EU legislation on packaging & packaging waste top of the agenda

EuroPack kicked off the 10th anniversary of its summit in Lisbon, Portugal, this week with Europen (European Organization for Packaging and the Environment) discussing EU legislation on a packaging and packaging waste directive.

Opening the two-day conference in front of 100 guests, Eamonn Bates, chairman of the summit and secretary general, Pack2Go Europe, said ‘packaging is under threat, not in name, but in Brussels, according to revised European legislation’. 

Revision of waste directive

We have a new round of revision of the packaging and packaging waste directive, with waste legislation, higher targets for collection, recycling and removal of landfill,” he said. 

There will be no more landfill in the future and the industry will have to pay for litter clean up.” 

Bates added, this in turn will lead to a ‘regulating packaging material war’, people arguing over which is better, plastics, metal, glass or paper. 

We have to be careful not to get sucked into this dangerous spiral and focus on what’s good about packaging.

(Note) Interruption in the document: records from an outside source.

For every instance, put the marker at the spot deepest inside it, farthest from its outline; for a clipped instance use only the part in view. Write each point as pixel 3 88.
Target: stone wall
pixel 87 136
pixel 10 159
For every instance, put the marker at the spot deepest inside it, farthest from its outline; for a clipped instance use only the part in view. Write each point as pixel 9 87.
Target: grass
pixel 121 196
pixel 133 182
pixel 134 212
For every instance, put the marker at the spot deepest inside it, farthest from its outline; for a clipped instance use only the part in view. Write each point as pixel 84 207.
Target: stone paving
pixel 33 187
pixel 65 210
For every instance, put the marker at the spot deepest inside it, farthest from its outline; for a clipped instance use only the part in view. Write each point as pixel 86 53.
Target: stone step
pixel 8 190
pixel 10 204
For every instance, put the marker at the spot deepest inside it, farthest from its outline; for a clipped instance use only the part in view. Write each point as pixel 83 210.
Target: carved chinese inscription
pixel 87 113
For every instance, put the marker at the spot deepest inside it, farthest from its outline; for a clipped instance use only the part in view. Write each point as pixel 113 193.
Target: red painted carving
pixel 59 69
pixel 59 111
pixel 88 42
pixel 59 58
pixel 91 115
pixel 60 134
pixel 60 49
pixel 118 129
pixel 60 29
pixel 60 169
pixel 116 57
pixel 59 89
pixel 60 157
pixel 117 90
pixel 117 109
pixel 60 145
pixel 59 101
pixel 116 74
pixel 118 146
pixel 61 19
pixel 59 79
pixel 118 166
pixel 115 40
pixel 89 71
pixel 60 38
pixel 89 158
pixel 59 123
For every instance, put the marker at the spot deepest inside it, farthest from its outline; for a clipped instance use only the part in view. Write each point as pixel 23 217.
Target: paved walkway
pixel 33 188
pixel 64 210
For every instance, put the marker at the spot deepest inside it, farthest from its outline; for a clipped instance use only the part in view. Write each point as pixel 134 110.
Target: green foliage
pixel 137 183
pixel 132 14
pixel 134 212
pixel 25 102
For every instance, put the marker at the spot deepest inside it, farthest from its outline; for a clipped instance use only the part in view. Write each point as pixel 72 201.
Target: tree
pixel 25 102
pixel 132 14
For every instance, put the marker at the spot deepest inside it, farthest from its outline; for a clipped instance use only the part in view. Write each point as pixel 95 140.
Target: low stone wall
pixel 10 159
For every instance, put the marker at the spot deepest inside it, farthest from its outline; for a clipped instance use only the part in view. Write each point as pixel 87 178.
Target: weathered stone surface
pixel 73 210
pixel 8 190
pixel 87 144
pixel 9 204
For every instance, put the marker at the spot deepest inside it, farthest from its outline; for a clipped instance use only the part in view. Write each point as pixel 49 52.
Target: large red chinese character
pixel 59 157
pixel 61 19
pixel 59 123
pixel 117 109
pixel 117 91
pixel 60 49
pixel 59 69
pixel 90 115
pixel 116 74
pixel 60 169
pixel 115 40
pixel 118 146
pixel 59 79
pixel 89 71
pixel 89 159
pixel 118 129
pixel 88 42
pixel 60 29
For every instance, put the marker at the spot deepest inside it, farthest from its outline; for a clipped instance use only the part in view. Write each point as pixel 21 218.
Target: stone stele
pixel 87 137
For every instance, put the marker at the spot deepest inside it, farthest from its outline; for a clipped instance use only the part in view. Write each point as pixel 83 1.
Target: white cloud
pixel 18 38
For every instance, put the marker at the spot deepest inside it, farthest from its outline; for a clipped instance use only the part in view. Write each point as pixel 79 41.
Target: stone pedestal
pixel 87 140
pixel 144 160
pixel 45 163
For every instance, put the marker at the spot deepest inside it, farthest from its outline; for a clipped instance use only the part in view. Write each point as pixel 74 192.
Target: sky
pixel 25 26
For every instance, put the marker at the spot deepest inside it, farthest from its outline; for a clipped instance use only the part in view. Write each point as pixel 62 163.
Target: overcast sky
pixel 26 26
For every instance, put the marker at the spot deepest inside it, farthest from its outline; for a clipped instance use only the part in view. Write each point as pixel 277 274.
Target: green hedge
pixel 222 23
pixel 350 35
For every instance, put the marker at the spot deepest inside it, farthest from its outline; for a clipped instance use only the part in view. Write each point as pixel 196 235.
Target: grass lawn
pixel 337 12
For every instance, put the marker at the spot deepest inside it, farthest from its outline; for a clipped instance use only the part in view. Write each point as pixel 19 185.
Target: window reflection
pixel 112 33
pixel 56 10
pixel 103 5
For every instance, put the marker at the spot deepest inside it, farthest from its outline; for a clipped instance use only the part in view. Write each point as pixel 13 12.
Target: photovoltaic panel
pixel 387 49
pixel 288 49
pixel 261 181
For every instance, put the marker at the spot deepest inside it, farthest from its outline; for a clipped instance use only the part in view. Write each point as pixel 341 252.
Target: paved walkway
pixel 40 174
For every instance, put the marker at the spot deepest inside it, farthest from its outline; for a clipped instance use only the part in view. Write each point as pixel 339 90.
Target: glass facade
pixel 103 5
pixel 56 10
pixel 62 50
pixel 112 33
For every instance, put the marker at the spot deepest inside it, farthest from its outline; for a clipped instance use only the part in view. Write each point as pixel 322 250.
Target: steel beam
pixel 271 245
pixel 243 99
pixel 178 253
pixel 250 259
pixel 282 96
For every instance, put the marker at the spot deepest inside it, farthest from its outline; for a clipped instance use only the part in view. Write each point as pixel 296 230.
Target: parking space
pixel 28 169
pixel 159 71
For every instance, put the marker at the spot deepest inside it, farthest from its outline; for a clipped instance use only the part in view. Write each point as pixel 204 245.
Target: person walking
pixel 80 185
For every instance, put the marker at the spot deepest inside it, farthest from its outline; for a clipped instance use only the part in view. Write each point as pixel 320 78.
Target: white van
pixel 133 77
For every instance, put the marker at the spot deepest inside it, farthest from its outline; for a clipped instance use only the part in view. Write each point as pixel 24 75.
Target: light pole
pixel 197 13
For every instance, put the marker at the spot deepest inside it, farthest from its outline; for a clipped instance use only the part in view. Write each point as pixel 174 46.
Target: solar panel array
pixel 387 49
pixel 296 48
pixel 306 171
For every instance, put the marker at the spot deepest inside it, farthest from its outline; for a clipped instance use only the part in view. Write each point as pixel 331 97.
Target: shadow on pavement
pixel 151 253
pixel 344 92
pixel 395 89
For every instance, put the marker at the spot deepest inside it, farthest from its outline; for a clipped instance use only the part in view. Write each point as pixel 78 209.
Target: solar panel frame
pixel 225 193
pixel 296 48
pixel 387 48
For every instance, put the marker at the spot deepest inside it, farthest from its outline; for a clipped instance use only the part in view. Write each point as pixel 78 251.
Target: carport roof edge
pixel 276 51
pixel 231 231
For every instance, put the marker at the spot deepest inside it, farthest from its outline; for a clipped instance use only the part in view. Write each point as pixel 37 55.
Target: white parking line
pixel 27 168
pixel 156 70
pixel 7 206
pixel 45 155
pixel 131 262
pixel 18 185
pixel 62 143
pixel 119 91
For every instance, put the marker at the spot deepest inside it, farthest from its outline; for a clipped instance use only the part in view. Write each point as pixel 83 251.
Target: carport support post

Silly debates damage the whole sector and politicians will be talking about this over the next year and half,” he said. 

Virginia Janssens MD, Europen, which celebrates its 21st anniversary this year and has 47 corporate members, questioned the notion of a ‘circular economy’ draft proposal by Janez Potočnik, European Commissioner for the environment. 

“We are living with linear economic systems inherited from the 19th century in the 21st century world of emerging economies, millions of new middle class consumers and inter-connected markets,” said Potočnik, in a speech in July, on higher recycling targets to drive transition to a circular economy with new jobs and sustainable growth. 

The proposal on the European Commission and its circular economy package came out on July 2, said Janssens: it is a legislative proposal which focuses on packaging and packaging recycling targets and EPR (Extended Producer Responsibility). 

Implementation by 2018

Political agreement is expected on these decisions in 2016, with implementation on the directive between 2017-2018. 

The circular economy model is not new but every member state has its own way of policing themselves and different cultures. It is very complex,” she said. 

It’s not fair how each member state records its own recycling rates so that has to be harmonized

There needs to be different fees, models, ownership schemes, with other member states and stakeholders, or by public or private waste management companies and municipalities

There needs to be a virtual integration of an EPR scheme. These trends need to be regulated somehow, we need a minimum performance criteria and more transparency than now for the fee structure and material flows

Janssens added there are proposed higher targets for recycling rates, and the European Commission has changed the methodology, from an input to an output model but no one at industry level knows what this new methodology is and how that will affect current rates. 

You can’t just focus on one area and push legislation on that. You have to look at it in a holistic view. You can ask us the industry to lightweight as much as possible but it still has to withstand restraints,” she said. 

With portion sizes playing an important role and demographic changes with more single households packaging has to be seen as a communication and marketing tool

We have to repeat this to legislators because there has to be a balance. We cannot over focus on recyclability and forget about the other functionalities of packaging

The recycling targets in Europe are in a grey zone that needs to be fixed. 

Europe would love to have stringent designs on eco-packaging design for example, but it is not possible to have design requirements that are non-discriminative and works for every single product package supply chain. It is not possible to legislate that at European level and we will fight against that.”